As noted in this post, yesterday's U.S. Supreme Court decision on the unionization of home health care workers, Harris v. Quinn, was watched closely by mandatory state bars, given the potential for the decision to unsettle the reasoning of Keller v. State Bar of California, the case defining what mandatory state bars are allowed to do with mandatory dues. The decision expressly addressed that concern:
Licensed attorneys are subject to detailed ethics rules, and the bar rule requiring the payment of dues was part of this regulatory scheme. The portion of the rule that we upheld served the “state’s interest in regulating the legal profession and improving the quality of legal services.” Ibid. States also have a strong interest in allocating to the members of the bar, rather than the general public, the expense of ensuring that attorneys adhere to ethical practices. Thus, our decision in this case is wholly consistent with our holding in Keller.
But, what, then, to make of the pronouncement in Harris, without citation, of a "bedrock principle that, except perhaps in the rarest of circumstances, no person in this country may be compelled to subsidize speech by a third party that he or she does not wish to support"? Does such a "bedrock principle" have implications for the public advocacy that mandatory state bars across the country have been carrying out under the imprimatur of Keller?
At Volokh Conspiracy, conservative legal scholar Eugene Volokh questions both the Harris reasoning and the validity of the "bedrock principle":
[A] unanimous Court in Keller v.

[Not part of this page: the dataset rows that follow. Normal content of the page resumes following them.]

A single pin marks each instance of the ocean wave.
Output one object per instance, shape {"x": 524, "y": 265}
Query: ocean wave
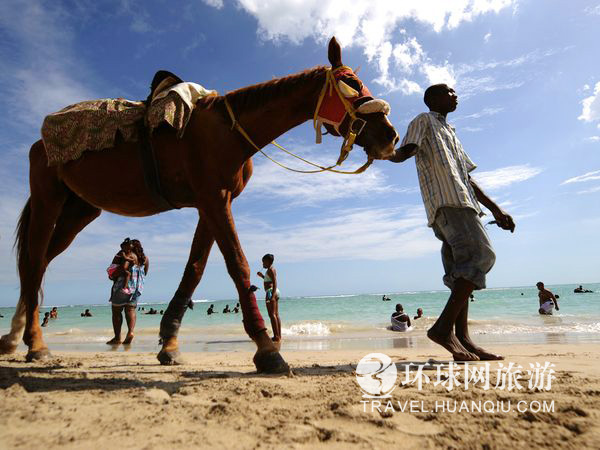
{"x": 307, "y": 329}
{"x": 542, "y": 329}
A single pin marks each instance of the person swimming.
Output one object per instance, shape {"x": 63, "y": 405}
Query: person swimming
{"x": 400, "y": 320}
{"x": 419, "y": 314}
{"x": 272, "y": 294}
{"x": 547, "y": 300}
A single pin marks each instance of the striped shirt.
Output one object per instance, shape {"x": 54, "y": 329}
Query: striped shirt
{"x": 442, "y": 165}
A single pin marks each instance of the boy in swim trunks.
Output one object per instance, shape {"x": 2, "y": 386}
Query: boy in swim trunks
{"x": 271, "y": 294}
{"x": 547, "y": 300}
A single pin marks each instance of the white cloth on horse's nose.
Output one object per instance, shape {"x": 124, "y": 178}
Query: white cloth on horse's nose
{"x": 189, "y": 93}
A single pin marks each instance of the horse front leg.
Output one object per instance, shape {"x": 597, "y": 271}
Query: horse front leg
{"x": 171, "y": 321}
{"x": 267, "y": 358}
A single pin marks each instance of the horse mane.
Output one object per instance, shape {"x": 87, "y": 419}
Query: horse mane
{"x": 256, "y": 94}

State Bar (1990), defended the government’s ability to express its views with tax money by saying, “Government officials are expected as a part of the democratic process to represent and to espouse the views of a majority of their constituents. With countless advocates outside of the government seeking to influence its policy, it would be ironic if those charged with making governmental decisions were not free to speak for themselves in the process. If every citizen were to have a right to insist that no one paid by public funds express a view with which he disagreed, debate over issues of great concern to the public would be limited to those in the private sector, and the process of government as we know it radically transformed.”
... If there indeed were a “bedrock principle that, except perhaps in the rarest of circumstances, no person … may be compelled to subsidize speech by a third party that he or she does not wish to support,” then “the government is representative of the people” wouldn’t be an adequate argument for an exception when the “third party” is the government. That the government can indeed compel us to subsidize speech by it (and by its employees, contractors, and grant recipients) that we don’t wish to support, it must be because there really is no First Amendment problems with compelling any funding of third-party speech — not that there’s a bedrock principle against such compelled funding, and compelled funding of government speech just gets a bye from that principle. It’s true that government officials should be able to espouse the views of a majority of their constituents; but the permissibility of such government speech simply reflects the fact that taxpayers’ First Amendment rights aren’t really burdened by the government’s using their taxes for speech that the taxpayers disagree with.